It is unlikely that we will find strong relationships between what individuals are reporting about themselves and how they objectively behave
The Challenges and Opportunities of Small EffectsThe New Normal in Academic Psychiatry. Martin P. Paulus, Wesley K. Thompson. JAMA Psychiatry. February 27, 2019. doi:10.1001/jamapsychiatry.2018.4540
Full text in the link above.
Explanations and accurate predictions are the fundamental deliverables for a mechanistic or pragmatic approach that academic psychiatric research can provide to stakeholders. Starting with this issue, we are publishing a series of Viewpoints describing the research boundaries and challenges to progress in our field. In this issue, Simon1 raises the need for better explanatory model using data from electronic health records. This Viewpoint acknowledges an important issue: variables or constructs that are used to help explain the current state of individuals or to generate predictions need to account for a substantial proportion of the variance of the dependent variable or outcome measure to be clinically useful. However, similar to findings from genetics literature, systems neuroscience approaches using brain imaging are beginning to show that variability in structural and functional brain imaging only accounts for a small percentage of the explained variance when considering a variety of clinical phenotypes, especially in large population-representative samples.2 For example, in a 2016 analysis of UK Biobank data,3 the functional activation related to a face processing task, which activated the fusiform gyrus and amygdala, accounted for a maximum of 1.8% of the variance of 1100 nonimaging variables. These findings are in line with emerging results from the Adolescent Brain Cognitive Development study4 focused on the association between screen media behavior and structural MRI characteristics. Importantly, these large-scale studies have used robust and reliable estimators to reduce false-positive discoveries. Thus, similar to genetics literature, it appears that individual processing differences as measured by neuroimaging account for little symptomatic or behavioral variance.

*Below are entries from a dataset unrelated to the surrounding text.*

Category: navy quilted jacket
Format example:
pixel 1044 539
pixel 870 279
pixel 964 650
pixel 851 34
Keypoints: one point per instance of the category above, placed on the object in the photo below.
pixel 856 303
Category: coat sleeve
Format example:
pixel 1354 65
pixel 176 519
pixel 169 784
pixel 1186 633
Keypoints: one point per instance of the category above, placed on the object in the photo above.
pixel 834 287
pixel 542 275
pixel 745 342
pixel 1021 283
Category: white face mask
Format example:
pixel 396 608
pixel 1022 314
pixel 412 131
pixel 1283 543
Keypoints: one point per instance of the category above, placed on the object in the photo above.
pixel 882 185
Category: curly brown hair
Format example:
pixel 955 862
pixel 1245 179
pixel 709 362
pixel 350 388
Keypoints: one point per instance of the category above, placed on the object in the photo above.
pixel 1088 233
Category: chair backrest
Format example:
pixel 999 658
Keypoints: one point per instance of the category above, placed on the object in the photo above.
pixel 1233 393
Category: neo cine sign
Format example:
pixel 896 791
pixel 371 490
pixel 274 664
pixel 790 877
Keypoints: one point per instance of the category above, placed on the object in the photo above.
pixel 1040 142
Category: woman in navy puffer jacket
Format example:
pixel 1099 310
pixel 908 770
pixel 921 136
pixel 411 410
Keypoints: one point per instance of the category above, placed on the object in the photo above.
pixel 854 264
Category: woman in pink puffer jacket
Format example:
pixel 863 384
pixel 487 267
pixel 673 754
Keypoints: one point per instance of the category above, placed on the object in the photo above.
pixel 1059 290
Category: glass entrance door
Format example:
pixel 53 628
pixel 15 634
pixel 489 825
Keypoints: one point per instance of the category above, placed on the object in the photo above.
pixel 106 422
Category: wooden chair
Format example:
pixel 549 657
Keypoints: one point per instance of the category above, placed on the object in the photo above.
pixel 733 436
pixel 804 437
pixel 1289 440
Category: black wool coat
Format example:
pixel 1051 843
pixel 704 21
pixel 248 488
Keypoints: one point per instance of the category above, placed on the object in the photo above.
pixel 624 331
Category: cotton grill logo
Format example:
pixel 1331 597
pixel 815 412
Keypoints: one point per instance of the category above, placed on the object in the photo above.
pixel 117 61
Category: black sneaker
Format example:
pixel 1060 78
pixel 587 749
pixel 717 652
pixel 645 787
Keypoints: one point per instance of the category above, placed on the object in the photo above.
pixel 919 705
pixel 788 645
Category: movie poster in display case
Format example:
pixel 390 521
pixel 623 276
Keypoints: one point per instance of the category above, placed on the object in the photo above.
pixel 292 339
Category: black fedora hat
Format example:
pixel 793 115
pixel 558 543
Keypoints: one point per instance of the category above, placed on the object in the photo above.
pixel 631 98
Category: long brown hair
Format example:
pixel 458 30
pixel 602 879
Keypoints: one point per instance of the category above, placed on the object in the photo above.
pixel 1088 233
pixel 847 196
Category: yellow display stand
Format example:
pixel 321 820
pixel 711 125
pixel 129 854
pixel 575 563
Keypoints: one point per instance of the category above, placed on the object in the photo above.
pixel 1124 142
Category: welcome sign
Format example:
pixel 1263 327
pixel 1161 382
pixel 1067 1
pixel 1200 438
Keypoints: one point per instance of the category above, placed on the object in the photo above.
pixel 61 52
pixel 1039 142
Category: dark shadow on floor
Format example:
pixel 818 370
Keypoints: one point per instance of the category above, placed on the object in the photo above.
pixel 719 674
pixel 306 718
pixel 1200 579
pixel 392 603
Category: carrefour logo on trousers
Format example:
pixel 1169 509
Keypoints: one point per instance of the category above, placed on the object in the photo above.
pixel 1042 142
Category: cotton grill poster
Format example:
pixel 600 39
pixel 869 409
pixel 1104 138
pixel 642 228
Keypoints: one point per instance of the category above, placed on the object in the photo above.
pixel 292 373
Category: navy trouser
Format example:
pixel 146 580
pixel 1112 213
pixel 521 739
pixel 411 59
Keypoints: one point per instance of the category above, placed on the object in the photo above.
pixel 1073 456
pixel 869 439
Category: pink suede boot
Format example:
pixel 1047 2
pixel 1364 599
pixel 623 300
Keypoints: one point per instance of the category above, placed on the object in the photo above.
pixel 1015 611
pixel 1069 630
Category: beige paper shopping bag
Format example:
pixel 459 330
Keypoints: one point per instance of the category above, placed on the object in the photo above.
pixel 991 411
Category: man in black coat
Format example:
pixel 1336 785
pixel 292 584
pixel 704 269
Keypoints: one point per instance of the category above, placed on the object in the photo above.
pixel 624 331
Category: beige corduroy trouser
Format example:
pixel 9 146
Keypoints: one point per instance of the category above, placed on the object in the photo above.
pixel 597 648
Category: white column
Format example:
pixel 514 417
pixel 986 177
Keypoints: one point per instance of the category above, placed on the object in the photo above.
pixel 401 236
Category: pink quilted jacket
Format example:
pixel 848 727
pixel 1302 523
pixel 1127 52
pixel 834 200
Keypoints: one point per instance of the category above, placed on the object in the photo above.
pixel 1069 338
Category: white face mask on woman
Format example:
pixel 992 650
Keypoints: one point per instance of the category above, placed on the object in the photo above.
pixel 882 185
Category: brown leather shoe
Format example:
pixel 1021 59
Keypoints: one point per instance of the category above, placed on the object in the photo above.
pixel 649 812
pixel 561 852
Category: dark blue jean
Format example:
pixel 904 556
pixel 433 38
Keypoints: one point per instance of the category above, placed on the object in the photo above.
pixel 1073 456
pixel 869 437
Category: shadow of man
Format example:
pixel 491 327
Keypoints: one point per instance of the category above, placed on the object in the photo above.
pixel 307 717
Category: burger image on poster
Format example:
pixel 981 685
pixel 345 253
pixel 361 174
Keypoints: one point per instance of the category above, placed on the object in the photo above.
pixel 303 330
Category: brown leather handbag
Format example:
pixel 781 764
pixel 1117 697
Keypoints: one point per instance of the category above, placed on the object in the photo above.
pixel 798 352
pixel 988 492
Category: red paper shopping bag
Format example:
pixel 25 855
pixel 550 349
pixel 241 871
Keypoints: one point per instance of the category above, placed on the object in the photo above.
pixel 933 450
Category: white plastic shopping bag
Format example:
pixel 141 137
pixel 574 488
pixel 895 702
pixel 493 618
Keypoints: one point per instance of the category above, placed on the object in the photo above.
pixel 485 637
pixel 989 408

There is evidence that the association between individual variation on self-assessed symptoms and behavioral performance on neurocognitive tasks is weak.5,6 Moreover, many behavioral tasks show limited test-retest reliability and little agreement between task conceptualization and actual agreement with emerging latent variables of these tasks. Therefore, it is unlikely that we will find strong relationships between what individuals are reporting about themselves and how they objectively behave. It seems that the individual experience of a person with a mental health condition, which has been proposed to be an important end point for explanatory approaches,7 is not well approximated by the behavioral probes that are currently available.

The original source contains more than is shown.